🧠 Hybrid Search (BM25 + RRF)
HyperspaceDB combines Hyperbolic Vector Search with state-of-the-art BM25 Lexical Ranking to deliver maximum retrieval accuracy.
Conceptual Flow
- Semantic Branch (Dense): Finds conceptually similar items using HNSW (L2, Cosine, Poincaré).
- Lexical Branch (Sparse): Finds exact token matches using a BM25-optimized inverted index.
- Fusion Layer: Scores from both branches are fused using Reciprocal Rank Fusion (RRF) or Linear Weighted Fusion.

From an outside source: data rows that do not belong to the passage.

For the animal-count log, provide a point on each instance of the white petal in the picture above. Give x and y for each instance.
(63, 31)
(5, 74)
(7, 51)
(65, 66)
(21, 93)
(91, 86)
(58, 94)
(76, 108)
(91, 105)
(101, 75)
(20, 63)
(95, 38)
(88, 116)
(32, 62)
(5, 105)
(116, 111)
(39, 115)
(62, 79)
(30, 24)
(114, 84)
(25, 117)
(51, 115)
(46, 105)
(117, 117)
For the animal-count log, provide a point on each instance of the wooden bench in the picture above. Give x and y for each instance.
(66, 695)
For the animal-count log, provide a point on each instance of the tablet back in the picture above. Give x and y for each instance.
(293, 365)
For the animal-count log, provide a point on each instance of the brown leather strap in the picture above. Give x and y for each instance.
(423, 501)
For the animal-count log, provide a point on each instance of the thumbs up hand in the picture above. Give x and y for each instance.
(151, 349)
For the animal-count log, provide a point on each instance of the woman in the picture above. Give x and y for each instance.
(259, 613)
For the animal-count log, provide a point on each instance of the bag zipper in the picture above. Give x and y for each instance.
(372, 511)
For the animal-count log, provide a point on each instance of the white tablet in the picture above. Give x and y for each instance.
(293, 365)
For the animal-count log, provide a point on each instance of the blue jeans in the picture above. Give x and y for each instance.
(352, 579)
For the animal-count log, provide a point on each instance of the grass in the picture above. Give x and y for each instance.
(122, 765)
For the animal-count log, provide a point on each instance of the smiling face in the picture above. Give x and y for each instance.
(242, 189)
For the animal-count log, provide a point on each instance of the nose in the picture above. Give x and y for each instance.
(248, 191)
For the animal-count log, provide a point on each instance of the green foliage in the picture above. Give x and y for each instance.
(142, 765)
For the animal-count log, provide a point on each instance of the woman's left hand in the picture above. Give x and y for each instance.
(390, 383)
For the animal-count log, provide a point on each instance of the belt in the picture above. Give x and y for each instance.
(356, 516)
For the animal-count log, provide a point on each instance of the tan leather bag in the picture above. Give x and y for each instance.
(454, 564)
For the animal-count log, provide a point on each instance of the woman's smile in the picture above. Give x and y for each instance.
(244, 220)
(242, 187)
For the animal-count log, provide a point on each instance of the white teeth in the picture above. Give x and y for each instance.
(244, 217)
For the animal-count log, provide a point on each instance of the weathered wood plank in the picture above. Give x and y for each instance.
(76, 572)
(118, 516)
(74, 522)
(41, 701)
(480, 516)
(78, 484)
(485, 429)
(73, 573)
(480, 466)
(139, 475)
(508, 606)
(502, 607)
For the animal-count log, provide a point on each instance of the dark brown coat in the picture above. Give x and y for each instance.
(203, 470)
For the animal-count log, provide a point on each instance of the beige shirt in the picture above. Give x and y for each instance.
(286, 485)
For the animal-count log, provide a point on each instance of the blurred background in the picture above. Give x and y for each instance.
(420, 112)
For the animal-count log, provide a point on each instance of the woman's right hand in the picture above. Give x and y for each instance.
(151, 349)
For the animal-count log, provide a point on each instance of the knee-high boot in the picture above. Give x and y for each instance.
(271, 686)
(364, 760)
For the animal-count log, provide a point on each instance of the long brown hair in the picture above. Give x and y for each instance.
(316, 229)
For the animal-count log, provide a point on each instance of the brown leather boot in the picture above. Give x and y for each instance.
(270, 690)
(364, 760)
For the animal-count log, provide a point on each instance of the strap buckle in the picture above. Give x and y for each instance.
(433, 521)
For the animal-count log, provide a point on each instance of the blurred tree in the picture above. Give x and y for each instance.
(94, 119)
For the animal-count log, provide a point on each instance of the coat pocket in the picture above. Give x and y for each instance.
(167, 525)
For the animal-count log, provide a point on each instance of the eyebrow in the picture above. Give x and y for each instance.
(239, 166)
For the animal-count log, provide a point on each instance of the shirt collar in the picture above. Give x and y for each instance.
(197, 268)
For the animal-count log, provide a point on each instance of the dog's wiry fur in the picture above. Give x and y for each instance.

RRF Score = 1/(k + rank_vec) + 1/(k + rank_lex) (where k defaults to 60).
BM25 Options
You can tune the lexical scavenger by providing a bm25 configuration:
method:"bm25"(classic),"bm25plus"(recommended for long docs),"lucene","atire".k1: Term frequency saturation (default 1.2).b: Length normalization impact (default 0.75).language: Stemmer choice (e.g."english","russian").
API Usage
Python
results = client.search(
vector=query_vector,
hybrid_query="apple macbook air",
hybrid_alpha=0.7, # 70% vector weight
top_k=10,
bm25={
"method": "bm25plus",
"language": "english"
}
)
TypeScript
const results = await client.search(vector, 10, "collection", {
hybridQuery: "apple macbook",
hybridAlpha: 0.7,
bm25: { method: "bm25plus" }
});
Rust
#![allow(unused)] fn main() { let results = client.search(SearchRequest { collection: "docs".into(), vector: query_vector, top_k: 10, hybrid_query: Some("macbook".into()), hybrid_alpha: Some(0.7), bm25_options: Some(Bm25Options { method: "bm25plus".into(), ..Default::default() }), ..Default::default() }).await?; }
Tokenization
The engine uses a built-in multi-lingual tokenizer that performs:
- Case folding (lower-casing).
- Alpha-numeric filtering.
- Stop-word removal (optional).
- Language-specific stemming based on
bm25_options.language.